Although dog cloning technology has been applied to conservation of endangered canids, propagation of elite dogs and production of transgenic dogs, the efficiency of cloning is still very low. To help overcome this problem, we evaluated the effect of treating donor cells with suberoylanilide hydroxamic acid (SAHA), a histone deacetylase inhibitor (HDACi), on dog cloning efficiency. Relative mRNA expression of the bax1, bcl2, and Dnmt1 in fibroblasts treated with different concentrations (0, 1, 10, 50 μM) of SAHA and durations (0, 20, 44 h) were assessed using real-time polymerase chain reaction. After determining an optimum concentration and duration, histone acetylation levels (H3K9, H4K5/K8/K12/K16) of SAHA-treated cells were analysed using immunostaining. The SAHA-treated cells were used as donor cells for somatic cell nuclear transfer, and activated reconstructed embryos were transferred to recipients. Pregnancy diagnosis was performed by ultrasonography at least 29 days after the embryo transfer. All experiments were repeated more than 3 times and the data were analysed using Graph Prism software (GraphPad Software Inc., San Diego, CA, USA). An unpaired t-test was used to compare transcripts levels and fluorescence intensities. A chi-squared test was used to compare the implantation rates.
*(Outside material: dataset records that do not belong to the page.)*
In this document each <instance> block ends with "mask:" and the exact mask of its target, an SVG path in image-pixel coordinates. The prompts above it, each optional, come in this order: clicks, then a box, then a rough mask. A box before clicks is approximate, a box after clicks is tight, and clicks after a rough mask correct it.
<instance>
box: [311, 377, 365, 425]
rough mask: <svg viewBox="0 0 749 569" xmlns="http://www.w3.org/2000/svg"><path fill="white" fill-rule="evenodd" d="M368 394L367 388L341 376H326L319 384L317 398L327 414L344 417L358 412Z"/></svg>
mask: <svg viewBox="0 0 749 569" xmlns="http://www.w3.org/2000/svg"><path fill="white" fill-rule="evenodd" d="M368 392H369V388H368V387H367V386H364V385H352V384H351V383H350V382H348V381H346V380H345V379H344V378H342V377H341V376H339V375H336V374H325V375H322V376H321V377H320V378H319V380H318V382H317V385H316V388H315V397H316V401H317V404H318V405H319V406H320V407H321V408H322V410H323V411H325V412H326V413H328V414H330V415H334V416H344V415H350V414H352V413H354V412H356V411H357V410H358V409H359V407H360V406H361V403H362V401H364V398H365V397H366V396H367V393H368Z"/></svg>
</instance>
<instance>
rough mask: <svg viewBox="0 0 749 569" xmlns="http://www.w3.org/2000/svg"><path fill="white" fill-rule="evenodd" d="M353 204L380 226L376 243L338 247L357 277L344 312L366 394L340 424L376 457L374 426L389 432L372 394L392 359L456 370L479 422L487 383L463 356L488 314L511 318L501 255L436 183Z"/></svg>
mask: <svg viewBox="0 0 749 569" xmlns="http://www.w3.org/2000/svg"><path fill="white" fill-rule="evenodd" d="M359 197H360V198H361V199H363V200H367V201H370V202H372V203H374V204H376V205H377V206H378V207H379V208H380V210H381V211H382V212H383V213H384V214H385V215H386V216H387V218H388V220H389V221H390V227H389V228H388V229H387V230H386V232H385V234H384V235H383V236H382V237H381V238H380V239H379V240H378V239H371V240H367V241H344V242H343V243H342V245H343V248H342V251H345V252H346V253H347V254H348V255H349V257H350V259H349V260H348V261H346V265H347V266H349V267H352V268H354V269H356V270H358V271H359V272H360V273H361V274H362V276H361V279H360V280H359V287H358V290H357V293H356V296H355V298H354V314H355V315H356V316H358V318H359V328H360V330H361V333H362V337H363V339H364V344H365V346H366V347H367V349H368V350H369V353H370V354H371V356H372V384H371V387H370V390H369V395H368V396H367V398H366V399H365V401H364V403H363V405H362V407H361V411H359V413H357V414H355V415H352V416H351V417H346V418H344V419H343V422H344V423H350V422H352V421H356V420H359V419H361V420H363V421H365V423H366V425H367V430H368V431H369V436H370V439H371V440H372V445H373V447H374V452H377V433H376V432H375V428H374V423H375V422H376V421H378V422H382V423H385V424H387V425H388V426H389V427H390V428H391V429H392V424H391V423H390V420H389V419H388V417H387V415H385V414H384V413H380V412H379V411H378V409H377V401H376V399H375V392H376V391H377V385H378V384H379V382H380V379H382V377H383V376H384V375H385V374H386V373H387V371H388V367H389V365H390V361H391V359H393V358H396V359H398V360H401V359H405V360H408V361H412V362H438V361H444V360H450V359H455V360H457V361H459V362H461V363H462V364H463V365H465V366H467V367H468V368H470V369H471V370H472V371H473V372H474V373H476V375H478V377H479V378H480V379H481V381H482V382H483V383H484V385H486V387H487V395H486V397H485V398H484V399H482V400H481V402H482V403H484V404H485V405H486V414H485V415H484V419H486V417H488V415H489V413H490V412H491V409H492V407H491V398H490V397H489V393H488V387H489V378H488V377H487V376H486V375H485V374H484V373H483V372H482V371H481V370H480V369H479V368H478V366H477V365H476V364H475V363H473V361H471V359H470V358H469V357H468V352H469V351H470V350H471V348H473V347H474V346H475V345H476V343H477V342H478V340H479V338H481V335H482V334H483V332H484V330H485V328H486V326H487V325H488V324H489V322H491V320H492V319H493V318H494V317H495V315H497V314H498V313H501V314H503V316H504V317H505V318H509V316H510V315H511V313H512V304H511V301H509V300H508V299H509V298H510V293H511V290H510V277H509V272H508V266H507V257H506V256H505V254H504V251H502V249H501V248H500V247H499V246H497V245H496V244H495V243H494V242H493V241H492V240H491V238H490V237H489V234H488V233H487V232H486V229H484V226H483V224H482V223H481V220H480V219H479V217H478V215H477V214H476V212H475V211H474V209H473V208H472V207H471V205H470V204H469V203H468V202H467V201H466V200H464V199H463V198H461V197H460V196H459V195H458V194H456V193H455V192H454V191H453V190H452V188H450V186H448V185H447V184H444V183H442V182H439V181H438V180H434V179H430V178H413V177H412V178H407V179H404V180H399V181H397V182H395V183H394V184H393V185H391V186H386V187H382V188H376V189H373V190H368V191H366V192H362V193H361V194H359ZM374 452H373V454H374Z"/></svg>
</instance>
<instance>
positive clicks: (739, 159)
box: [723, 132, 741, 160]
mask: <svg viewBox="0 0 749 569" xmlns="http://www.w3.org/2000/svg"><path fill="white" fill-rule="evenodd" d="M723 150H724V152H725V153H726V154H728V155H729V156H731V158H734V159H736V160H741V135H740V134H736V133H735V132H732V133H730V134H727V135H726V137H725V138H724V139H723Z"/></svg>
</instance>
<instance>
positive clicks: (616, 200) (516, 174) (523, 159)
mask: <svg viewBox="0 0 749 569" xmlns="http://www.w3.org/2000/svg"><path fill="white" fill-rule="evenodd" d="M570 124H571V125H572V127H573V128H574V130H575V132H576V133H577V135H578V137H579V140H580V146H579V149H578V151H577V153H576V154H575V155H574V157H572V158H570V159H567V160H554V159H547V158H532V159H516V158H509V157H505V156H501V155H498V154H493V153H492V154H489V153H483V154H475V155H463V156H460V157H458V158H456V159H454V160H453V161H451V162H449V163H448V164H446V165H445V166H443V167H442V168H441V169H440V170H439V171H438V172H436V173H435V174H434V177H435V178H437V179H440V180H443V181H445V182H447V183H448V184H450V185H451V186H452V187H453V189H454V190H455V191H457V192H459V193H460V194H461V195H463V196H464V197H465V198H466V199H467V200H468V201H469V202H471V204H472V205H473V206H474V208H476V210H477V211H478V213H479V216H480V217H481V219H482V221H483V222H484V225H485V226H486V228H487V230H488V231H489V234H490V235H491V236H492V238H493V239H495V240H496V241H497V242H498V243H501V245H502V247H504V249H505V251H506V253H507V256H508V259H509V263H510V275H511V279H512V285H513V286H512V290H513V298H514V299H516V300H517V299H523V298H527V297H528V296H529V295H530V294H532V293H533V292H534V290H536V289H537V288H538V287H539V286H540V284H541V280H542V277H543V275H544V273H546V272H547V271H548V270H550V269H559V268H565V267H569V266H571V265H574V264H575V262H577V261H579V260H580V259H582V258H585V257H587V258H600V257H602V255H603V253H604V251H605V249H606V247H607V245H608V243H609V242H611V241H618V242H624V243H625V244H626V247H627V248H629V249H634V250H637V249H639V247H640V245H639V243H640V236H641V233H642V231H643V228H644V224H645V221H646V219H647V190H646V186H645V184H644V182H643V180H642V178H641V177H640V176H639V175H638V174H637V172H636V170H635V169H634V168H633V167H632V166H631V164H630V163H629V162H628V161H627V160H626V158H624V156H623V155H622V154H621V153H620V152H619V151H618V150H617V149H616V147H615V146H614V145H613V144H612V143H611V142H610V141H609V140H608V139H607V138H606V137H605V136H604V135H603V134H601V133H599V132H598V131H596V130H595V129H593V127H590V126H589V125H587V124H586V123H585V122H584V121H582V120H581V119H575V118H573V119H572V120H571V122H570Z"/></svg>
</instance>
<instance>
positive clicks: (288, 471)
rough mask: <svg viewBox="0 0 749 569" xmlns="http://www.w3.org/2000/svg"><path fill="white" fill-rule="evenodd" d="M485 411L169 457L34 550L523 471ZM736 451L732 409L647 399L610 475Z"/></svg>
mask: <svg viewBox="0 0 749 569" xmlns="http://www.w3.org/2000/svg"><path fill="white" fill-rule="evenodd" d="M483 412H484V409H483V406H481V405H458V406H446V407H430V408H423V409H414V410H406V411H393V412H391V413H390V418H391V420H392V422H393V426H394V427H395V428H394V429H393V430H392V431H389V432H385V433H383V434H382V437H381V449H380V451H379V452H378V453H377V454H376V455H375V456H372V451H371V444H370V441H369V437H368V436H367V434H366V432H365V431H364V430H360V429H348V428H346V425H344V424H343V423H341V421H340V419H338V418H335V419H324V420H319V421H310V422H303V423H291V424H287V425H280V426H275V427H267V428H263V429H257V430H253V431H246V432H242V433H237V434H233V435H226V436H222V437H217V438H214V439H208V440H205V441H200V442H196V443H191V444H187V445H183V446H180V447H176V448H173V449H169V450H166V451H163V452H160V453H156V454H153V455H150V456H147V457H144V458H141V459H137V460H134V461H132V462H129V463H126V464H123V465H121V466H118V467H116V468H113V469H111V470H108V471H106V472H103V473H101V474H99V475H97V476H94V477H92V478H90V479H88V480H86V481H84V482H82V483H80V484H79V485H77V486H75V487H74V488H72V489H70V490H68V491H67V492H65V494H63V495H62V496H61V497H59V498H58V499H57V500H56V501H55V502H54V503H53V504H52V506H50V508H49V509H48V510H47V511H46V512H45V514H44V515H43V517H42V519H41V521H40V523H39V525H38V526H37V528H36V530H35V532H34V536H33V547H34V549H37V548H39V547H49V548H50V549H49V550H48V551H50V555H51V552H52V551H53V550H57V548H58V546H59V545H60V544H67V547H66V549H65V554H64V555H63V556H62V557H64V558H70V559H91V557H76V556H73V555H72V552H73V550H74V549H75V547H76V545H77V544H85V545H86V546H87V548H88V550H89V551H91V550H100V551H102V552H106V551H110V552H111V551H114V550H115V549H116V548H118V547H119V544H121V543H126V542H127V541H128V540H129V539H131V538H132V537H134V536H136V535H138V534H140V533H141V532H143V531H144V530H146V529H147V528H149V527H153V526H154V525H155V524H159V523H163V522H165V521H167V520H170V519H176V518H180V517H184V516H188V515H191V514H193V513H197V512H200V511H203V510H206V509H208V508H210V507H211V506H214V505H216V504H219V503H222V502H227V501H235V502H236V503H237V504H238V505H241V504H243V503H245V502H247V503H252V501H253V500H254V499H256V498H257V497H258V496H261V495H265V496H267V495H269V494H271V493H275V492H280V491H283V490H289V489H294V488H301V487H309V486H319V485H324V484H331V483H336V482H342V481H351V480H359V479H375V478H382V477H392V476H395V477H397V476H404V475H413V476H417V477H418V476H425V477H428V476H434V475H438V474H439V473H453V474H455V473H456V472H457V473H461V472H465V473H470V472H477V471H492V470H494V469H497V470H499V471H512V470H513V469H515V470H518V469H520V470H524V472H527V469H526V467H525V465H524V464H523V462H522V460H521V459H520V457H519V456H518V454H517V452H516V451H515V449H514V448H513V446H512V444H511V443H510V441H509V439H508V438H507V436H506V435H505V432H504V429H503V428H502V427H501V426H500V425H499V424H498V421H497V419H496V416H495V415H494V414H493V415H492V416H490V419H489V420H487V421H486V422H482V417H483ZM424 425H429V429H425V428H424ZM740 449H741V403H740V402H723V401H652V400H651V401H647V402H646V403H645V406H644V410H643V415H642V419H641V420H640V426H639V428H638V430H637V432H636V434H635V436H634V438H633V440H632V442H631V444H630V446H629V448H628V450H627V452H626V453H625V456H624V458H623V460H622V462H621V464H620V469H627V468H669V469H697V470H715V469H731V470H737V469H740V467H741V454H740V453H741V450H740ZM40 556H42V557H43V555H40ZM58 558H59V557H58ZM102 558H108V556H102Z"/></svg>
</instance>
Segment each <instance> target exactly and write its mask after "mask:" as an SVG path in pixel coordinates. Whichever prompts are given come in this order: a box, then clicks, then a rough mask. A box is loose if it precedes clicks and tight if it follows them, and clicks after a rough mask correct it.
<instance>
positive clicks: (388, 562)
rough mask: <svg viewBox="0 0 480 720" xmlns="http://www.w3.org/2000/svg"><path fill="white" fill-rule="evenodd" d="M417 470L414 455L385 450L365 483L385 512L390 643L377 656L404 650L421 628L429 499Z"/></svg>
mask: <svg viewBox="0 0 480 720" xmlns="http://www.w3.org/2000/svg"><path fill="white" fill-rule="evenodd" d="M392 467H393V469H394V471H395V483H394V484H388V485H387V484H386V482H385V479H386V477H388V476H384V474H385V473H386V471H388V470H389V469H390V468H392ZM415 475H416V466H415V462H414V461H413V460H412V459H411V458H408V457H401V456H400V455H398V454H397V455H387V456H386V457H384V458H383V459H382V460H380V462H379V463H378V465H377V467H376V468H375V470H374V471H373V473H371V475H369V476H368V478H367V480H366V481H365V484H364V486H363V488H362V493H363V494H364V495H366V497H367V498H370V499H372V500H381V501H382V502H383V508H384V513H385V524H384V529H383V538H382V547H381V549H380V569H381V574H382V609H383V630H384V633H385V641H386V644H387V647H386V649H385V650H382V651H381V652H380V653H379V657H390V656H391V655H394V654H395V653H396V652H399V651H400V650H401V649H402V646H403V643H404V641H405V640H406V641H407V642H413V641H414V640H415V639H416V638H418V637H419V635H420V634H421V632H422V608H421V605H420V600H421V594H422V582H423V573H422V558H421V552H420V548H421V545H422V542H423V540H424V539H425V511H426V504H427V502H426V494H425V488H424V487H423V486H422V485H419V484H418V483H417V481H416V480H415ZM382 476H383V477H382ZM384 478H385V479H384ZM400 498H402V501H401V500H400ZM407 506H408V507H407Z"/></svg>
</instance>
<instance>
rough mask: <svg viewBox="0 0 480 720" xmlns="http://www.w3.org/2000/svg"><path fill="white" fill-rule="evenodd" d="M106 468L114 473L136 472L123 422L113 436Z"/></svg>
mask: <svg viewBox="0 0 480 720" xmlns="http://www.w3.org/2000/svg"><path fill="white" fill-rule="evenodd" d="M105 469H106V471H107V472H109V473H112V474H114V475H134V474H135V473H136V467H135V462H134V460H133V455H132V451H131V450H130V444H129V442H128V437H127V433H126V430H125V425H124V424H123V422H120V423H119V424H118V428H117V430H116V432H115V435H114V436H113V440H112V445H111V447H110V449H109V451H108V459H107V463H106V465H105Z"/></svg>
The bax1/bcl2 ratio of the 1 μM SAHA group was similar to that of control but significantly increased in the 10 μM and 50 μM groups. Expression of Dnmt1 was decreased in the 1 μM SAHA group, and the 10 μM and 50 μM groups showed the lowest expression compared with the control group. Although the bax1/blc2 ratio was not affected by the SAHA treatment duration, 20-h treatment group showed significantly decreased Dnmt1 levels compared with control group. As a pan-HDAC inhibitor, 1 μM for 20 h of SAHA treatment significantly increased acetylation of H3K9, H4K5, H4K8, and H4K16. For control and SAHA groups, a total of 76 and 64 cloned embryos were produced and transferred to 7 and 5 recipients, respectively. Three fetuses were diagnosed in both groups but there was no significant difference in the pregnancy rate. In conclusion, although SAHA treatment as used in this study significantly decreased bax/bcl2 and Dnmt1 transcripts of donor nuclei, as well as increased H3 and H4 acetylation, it would not enough to increase in vivo developmental competence of cloned dog embryos.

This study was supported by RDA (#PJ008975022014), IPET (#311062–04–3SB010), Research Institute for Veterinary Science and the BK21 plus program.